促性腺激素形成一个结构上相关的糖蛋白激素簇。典型的成员包括绒毛促性腺激素(CG),促滤泡激素(FSH),促黄体生成激素(LH)和促甲状腺激素(TSH)。FSH,LH和TSH存在于大多数脊椎动物种中,并且是由垂体合成和分泌的。至今为止仅在灵长类动物,包括人,以及在马中发现了CG,并且是由胎盘组织合成的。
促性腺激素是由称为α和β的两个不相同的亚单位组成的异二聚体。这两个亚单位是通过非共价键结合的。在一个物种内,对于促性激素簇的各个成员,其α-亚单位基本上是相同的;种与种之间也是高度保守的。对于不同的成员即CG,FSH,TSH和LH,β-亚单位是不同的,但是其结构具有相当高的同源性。此外,种与种之间β-亚单位也是高度保守的。对于人,α亚单位由92个氨基酸残基组成,而β亚单位的大小随不同的簇内成员而变化:对hFSH为111个残基,hLH为121个残基,对于hTSH为118个残基,而hCG为145个残基(Combarnous,Y.(1992),Endocrine Reviews,13,670-691,Iustbader,J.W.等人(1993),EndocrineReviews,14,291-311)。
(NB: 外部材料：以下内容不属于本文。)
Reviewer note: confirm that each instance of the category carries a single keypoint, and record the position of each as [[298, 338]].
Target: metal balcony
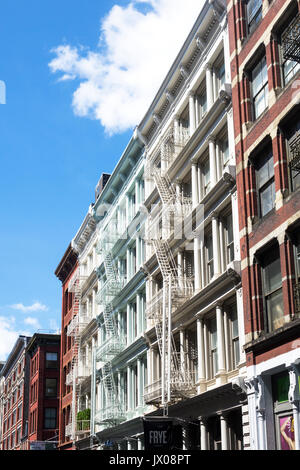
[[83, 426], [291, 41], [69, 378], [68, 430], [77, 325], [111, 414], [153, 392], [297, 298], [110, 289], [295, 154], [111, 348]]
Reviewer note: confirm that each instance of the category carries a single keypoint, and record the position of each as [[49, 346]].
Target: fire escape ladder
[[165, 188], [174, 289], [113, 344], [291, 41], [295, 153]]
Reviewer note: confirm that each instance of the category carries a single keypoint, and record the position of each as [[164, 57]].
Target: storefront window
[[283, 413]]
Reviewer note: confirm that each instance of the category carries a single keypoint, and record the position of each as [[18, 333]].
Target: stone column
[[128, 208], [176, 131], [209, 86], [182, 351], [223, 257], [139, 383], [192, 112], [197, 264], [195, 188], [140, 444], [201, 355], [216, 244], [203, 434], [235, 225], [224, 431], [220, 339], [128, 262], [129, 324], [294, 399], [138, 314], [129, 388], [212, 160]]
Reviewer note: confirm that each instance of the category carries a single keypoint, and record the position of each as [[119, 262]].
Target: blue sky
[[57, 135]]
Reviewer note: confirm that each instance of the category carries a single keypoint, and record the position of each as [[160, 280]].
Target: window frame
[[264, 156], [255, 19], [263, 88], [50, 418], [268, 258], [54, 395]]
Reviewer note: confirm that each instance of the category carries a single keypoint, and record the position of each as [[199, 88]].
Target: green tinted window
[[281, 386]]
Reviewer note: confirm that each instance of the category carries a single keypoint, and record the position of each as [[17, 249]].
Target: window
[[224, 147], [283, 412], [209, 258], [50, 418], [51, 360], [254, 14], [265, 182], [297, 256], [293, 144], [213, 349], [229, 240], [272, 289], [205, 172], [18, 436], [51, 388], [259, 82], [219, 70], [201, 103], [289, 67], [13, 440], [235, 343]]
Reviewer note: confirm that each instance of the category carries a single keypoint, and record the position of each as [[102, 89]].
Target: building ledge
[[267, 341]]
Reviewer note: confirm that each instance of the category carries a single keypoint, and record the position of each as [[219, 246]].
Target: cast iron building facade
[[264, 54], [195, 323], [15, 397]]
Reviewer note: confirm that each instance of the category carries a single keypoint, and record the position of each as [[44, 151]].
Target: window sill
[[267, 340]]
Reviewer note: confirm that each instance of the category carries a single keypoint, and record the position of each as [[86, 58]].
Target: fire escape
[[291, 41], [175, 381], [113, 411], [75, 329]]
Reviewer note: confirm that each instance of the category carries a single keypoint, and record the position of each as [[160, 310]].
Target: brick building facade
[[64, 272], [44, 352], [265, 95], [15, 397]]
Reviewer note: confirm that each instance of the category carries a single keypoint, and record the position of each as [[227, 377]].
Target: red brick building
[[66, 268], [44, 352], [15, 399], [265, 70]]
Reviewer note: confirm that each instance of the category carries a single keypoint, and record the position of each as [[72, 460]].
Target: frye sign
[[158, 434]]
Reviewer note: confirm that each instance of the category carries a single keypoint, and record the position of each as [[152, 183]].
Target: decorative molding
[[184, 72], [200, 43]]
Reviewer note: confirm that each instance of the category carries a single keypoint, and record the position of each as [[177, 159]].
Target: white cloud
[[53, 326], [35, 307], [33, 322], [8, 336], [137, 46]]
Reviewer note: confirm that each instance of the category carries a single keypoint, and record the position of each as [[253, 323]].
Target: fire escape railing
[[291, 41]]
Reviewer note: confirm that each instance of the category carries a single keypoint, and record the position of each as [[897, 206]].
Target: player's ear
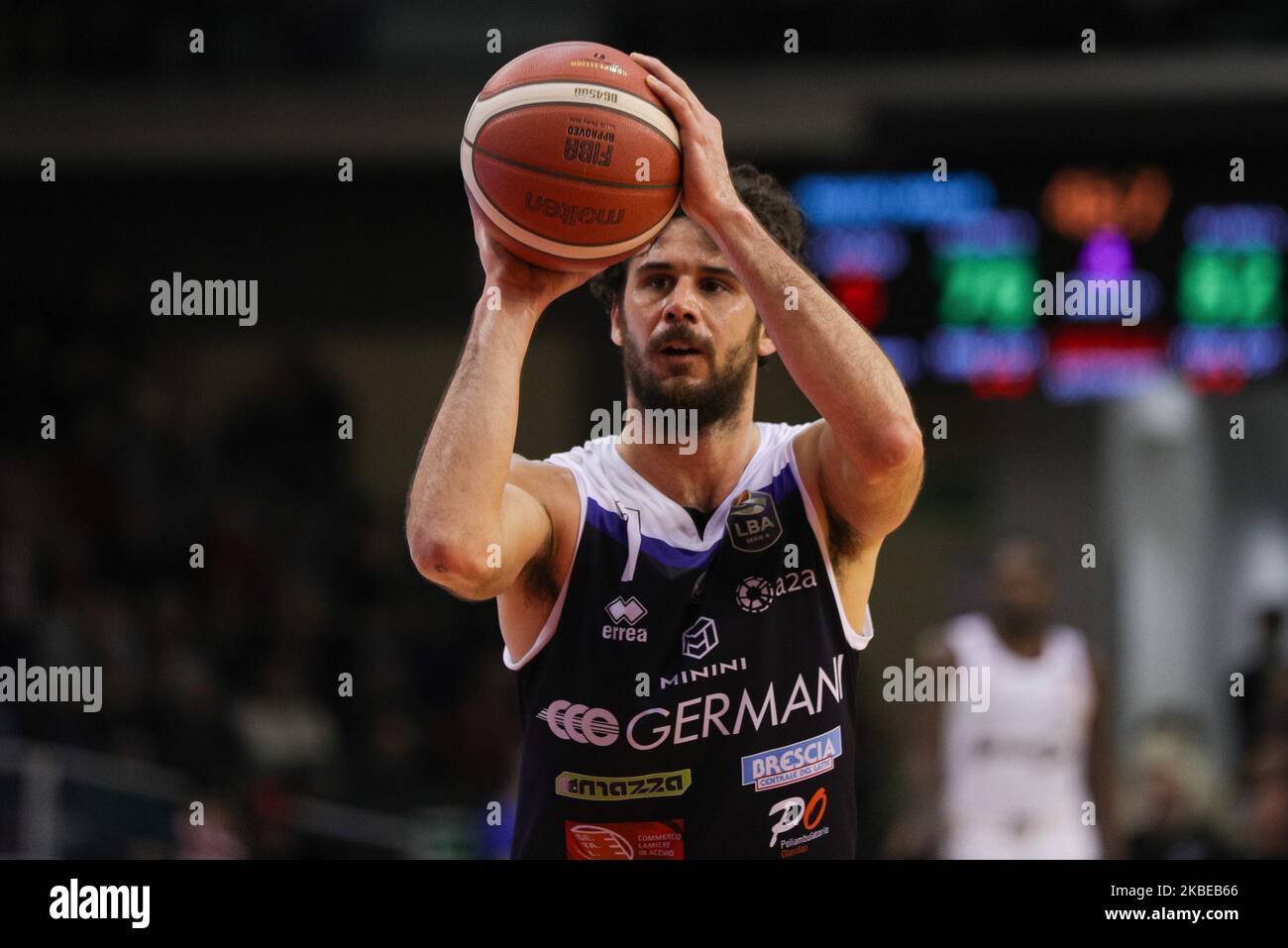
[[765, 346], [614, 327]]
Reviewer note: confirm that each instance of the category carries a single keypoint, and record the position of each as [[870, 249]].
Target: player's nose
[[684, 301]]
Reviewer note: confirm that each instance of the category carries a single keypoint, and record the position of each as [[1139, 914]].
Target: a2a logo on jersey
[[752, 523], [756, 594]]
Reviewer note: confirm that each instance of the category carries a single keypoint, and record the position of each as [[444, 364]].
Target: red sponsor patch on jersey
[[642, 840]]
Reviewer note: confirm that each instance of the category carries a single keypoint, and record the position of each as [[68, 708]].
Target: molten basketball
[[572, 158]]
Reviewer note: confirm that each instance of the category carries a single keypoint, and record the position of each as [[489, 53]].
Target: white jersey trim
[[548, 630], [857, 640]]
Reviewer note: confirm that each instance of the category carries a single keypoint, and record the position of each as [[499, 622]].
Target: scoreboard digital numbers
[[1054, 296]]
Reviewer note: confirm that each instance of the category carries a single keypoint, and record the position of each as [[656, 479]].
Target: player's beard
[[717, 398]]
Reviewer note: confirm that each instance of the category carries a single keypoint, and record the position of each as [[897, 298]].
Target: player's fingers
[[679, 106], [665, 72]]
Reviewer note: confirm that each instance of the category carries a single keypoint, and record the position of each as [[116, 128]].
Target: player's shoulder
[[548, 481]]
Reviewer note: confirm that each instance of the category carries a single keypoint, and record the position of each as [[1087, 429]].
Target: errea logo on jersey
[[625, 613], [754, 524]]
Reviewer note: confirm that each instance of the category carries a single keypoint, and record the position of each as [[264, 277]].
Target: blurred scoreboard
[[1098, 283]]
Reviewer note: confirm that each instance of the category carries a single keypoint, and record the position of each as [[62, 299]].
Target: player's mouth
[[679, 352]]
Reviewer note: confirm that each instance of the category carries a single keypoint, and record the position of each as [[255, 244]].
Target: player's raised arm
[[870, 446], [471, 530]]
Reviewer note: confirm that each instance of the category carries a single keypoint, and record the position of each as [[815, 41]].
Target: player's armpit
[[484, 567], [874, 501]]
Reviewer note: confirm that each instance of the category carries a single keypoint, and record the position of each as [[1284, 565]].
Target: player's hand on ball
[[520, 283], [707, 188]]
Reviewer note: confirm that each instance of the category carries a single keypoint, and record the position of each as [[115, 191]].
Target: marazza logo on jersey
[[699, 639], [756, 594], [662, 839], [797, 811], [645, 786], [752, 522], [791, 763], [698, 717], [629, 612]]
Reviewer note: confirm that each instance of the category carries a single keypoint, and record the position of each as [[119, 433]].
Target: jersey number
[[632, 540]]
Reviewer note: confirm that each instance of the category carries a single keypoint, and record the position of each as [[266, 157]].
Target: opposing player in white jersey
[[1028, 773]]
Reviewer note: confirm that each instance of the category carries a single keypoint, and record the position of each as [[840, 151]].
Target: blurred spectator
[[1173, 792]]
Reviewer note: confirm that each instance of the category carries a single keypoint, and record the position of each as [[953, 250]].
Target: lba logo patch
[[791, 763], [752, 522]]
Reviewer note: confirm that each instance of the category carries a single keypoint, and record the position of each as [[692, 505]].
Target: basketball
[[571, 158]]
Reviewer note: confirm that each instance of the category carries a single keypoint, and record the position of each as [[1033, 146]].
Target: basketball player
[[1013, 781], [683, 625]]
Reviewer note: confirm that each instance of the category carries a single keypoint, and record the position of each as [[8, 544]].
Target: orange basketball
[[572, 158]]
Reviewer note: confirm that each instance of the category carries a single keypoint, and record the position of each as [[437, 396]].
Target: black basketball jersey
[[691, 695]]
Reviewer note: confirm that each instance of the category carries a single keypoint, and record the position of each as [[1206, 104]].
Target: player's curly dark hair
[[771, 204]]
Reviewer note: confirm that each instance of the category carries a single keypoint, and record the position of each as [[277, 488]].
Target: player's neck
[[1022, 640], [703, 478]]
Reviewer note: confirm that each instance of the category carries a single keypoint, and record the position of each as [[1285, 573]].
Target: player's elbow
[[455, 566], [898, 447]]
hCG的β亚单位实质上大于其他β亚单位,其C-末端含有另外的大约34个氨基酸,在本文中将这一段称为羧基末端蛋白(CTP)。
异源二聚体的两个亚单位存在许多保守的亚单位内二硫键:α-亚单位内有五个二硫桥键并且β-亚单位内有6个二硫桥键。在促性腺激素簇的所有成员中间相应的半胱氨酸残基是完全保守的。最近获得的hCG的X-射线结构显示这些二硫键参与形成了称为二硫结的典型的三维空间图形。促性腺激素具有可以是N-糖基化的三个或四个天冬酰胺残基。另外,hCG的C-末端肽(CTP)在四个丝氨酸位置上可以是O-糖基化。
促性腺激素在各种各样的机体的功能包括代谢,温度调节和生殖过程中起着重要的作用。垂体促性腺激素FSH例如在刺激滤泡发育和成熟中起着关键性的作用而LH诱导排卵(Sharp,R.M.(1990),ClinEndocrinol.,33,787-807,Dorringtonand Armstrong(1979),Recent Prog.Horm.Res.,35,301-342)。目前,在临床上将FSH单独应用于或与LH活性物一起应用于刺激卵巢即体外受精(IVF)时进行卵巢的过刺激作用以及诱导不育不排卵妇女的体内排卵(Insler,V.(1988),Int.J.Fertility,33,85-97,Navotand Rosenwaks(1988),J.Vitro Fert.Embrgo Transfer,5,3-13),以及应用于男性腺性功能减退症。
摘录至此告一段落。